Rocket engine and motor developer Ursa Major and the Navy are jointly investing $25 million in the startup’s advanced manufacturing approach to solid rocket motors with the funding targeted at expanding the 3D printing capability for multiple large solid rocket motors, the company said on Tuesday.

The joint investment builds on a small contract the Navy awarded the company in March to apply its Lynx additive manufacturing capability to the Mk 104 dual thrust solid rocket motor (SRM), the second stage of the Standard Missile-6 anti-air weapon. The Navy in late 2023 and early 2024 awarded Ursa Major and several other companies Mk 104 design and development contracts as potential alternative sources of supply for the SM-6’s rocket motors, which are currently supplied by L3Harris Technologies [LHX] (Defense Daily, April 30).

The new investment, which is evenly split between the company and the government, will enhance Ursa Major’s Lynx 3D printing technology and open the aperture on the programs Ursa Major can support with its SRMs.

“The way I’d frame it is, this is the second investment by the Navy in Ursa’s approach toward solid rocket motors,” Bill Murray, the company’s chief product officer, told Defense Daily last Friday before the official announcement. “The prototype is of a similar manufacturing approach that we would employ on motors like Mk 104 as well as many other products.
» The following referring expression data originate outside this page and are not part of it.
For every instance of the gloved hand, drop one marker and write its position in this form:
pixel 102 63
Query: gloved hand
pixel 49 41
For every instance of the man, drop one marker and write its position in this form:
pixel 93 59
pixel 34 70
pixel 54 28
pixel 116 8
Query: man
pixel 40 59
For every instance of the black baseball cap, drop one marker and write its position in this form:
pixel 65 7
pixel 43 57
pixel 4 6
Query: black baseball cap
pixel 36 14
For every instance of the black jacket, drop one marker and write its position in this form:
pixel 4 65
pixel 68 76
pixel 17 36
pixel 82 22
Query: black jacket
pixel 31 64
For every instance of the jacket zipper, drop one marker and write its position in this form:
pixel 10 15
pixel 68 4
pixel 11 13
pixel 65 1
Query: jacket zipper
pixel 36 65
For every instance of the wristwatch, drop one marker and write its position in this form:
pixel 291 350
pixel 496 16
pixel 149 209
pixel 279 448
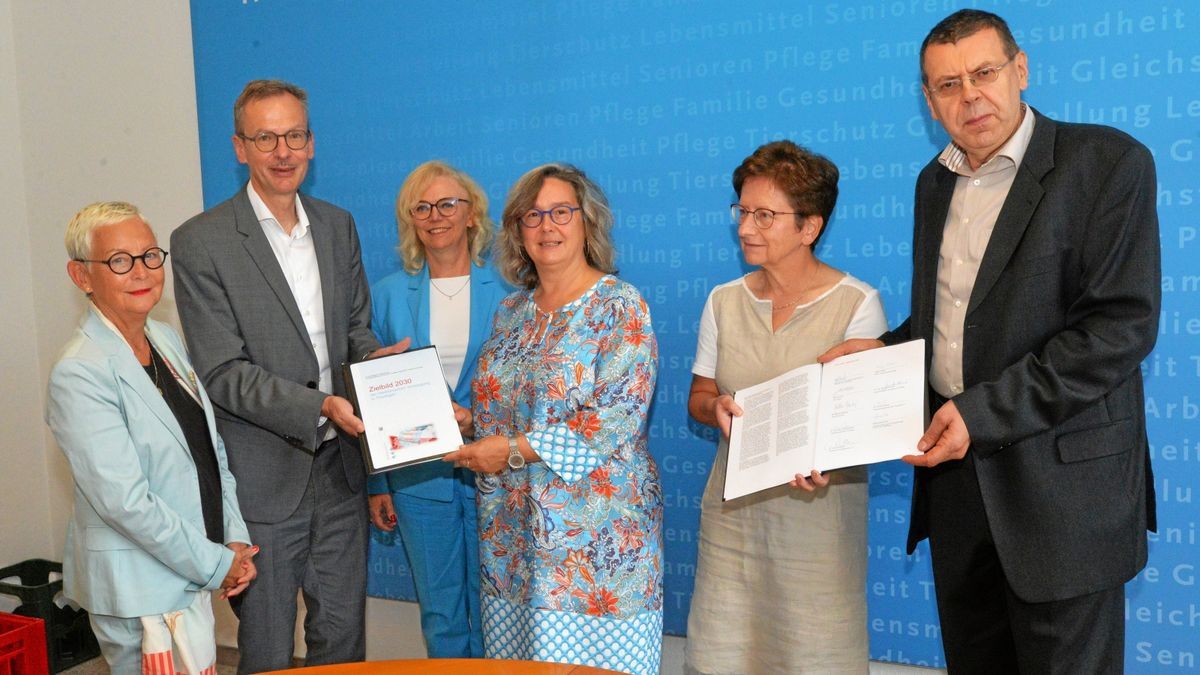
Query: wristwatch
pixel 516 460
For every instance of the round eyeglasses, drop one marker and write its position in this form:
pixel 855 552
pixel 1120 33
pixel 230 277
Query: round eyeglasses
pixel 987 75
pixel 267 141
pixel 123 263
pixel 423 210
pixel 762 217
pixel 558 215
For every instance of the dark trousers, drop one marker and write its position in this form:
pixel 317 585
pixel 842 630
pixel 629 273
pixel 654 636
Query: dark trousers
pixel 321 550
pixel 985 627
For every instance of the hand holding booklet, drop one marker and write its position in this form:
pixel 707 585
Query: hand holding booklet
pixel 861 408
pixel 405 404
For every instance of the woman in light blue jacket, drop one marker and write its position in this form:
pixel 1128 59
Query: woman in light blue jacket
pixel 445 296
pixel 156 524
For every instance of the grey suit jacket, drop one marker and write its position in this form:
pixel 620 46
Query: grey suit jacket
pixel 1063 310
pixel 251 347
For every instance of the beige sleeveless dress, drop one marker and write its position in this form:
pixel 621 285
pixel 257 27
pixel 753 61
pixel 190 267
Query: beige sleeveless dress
pixel 780 574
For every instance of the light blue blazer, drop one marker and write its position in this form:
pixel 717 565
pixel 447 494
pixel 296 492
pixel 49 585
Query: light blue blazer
pixel 136 542
pixel 400 308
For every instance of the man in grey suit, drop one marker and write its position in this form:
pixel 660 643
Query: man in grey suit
pixel 1036 285
pixel 273 300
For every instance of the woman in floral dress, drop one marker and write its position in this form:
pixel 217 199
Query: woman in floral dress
pixel 570 507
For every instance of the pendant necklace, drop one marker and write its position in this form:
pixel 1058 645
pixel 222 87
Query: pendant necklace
pixel 154 364
pixel 450 296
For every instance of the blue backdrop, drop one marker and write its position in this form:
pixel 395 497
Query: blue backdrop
pixel 659 100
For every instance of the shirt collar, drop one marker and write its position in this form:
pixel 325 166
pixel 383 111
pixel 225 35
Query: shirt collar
pixel 1012 151
pixel 267 219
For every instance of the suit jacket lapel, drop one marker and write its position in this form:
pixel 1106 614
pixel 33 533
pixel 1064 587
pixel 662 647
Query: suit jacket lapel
pixel 131 372
pixel 263 256
pixel 1014 216
pixel 323 243
pixel 178 359
pixel 933 228
pixel 419 306
pixel 481 287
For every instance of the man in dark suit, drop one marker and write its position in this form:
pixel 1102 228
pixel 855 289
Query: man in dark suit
pixel 273 299
pixel 1036 285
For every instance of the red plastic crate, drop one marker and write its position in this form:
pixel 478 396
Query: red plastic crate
pixel 22 645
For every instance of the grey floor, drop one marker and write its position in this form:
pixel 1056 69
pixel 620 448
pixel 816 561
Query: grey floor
pixel 227 661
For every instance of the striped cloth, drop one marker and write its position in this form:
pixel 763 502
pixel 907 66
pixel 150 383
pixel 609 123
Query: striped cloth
pixel 180 641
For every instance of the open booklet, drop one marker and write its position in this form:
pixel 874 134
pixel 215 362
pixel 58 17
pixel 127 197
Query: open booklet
pixel 861 408
pixel 405 404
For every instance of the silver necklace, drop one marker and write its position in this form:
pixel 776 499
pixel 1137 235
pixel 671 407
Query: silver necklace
pixel 450 296
pixel 154 364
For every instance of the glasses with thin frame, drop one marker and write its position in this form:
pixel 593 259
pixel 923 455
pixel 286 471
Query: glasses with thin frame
pixel 447 207
pixel 267 141
pixel 123 262
pixel 953 87
pixel 561 214
pixel 762 217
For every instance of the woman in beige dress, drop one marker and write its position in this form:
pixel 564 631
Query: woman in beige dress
pixel 781 573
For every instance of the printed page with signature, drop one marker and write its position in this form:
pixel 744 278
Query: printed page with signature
pixel 861 408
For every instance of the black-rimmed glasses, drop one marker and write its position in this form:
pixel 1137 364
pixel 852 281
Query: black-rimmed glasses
pixel 423 210
pixel 987 75
pixel 762 217
pixel 123 263
pixel 558 215
pixel 267 141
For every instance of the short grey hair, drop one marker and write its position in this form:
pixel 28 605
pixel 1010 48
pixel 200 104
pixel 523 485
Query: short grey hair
pixel 511 260
pixel 79 230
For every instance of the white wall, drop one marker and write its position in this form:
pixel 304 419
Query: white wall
pixel 97 101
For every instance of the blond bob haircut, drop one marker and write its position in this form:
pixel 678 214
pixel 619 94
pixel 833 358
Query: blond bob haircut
pixel 259 89
pixel 84 223
pixel 514 262
pixel 412 251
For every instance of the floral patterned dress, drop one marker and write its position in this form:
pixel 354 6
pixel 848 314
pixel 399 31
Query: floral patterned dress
pixel 571 547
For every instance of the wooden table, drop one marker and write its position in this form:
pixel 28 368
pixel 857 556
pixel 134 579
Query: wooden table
pixel 451 667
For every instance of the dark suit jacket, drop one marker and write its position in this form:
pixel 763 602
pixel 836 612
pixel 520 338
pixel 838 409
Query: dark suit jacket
pixel 251 347
pixel 1063 311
And that’s really the entire concept behind Lynx, is that you know, an investment to continue to mature the technology base and the manufacturing approach applied to multiple programs.”

Ursa Major routinely hot fires SRMs and has “validated” its Lynx process for different motor sizes, Murray said. Now with the new funding the company will “build some big motors, static fire them, and eventually fly them, so that you really can make sure that offices like the Navy and the Army and the Air Force are bought into the approach.”

Murray said the size of the motors for the prototype effort will be in the 13-inch class, which is similar to the Mk 104.

The test fires of the prototype motors will begin in early 2025 and continue throughout the year, he said.

Ultimately, it is about “maturing the entire technology stack” and routinely testing and deploying Lynx to other products that the company is working on for the Defense Department, Murray said.

“So, next year is about really maturing the technology and getting into low-rate production with the Lynx method,” he said.

The government’s portion of the investment is a partnership between the Navy and the Defense Department’s Office of Strategic Capital, which stood up in 2022 to attract investment for national security priorities. Ursa Major is working with the Naval Air Weapons Center China Lake in California and the Naval Surface Warfare Center Indian Head Division in Maryland.

Ursa Major is also developing and flying liquid rocket engines.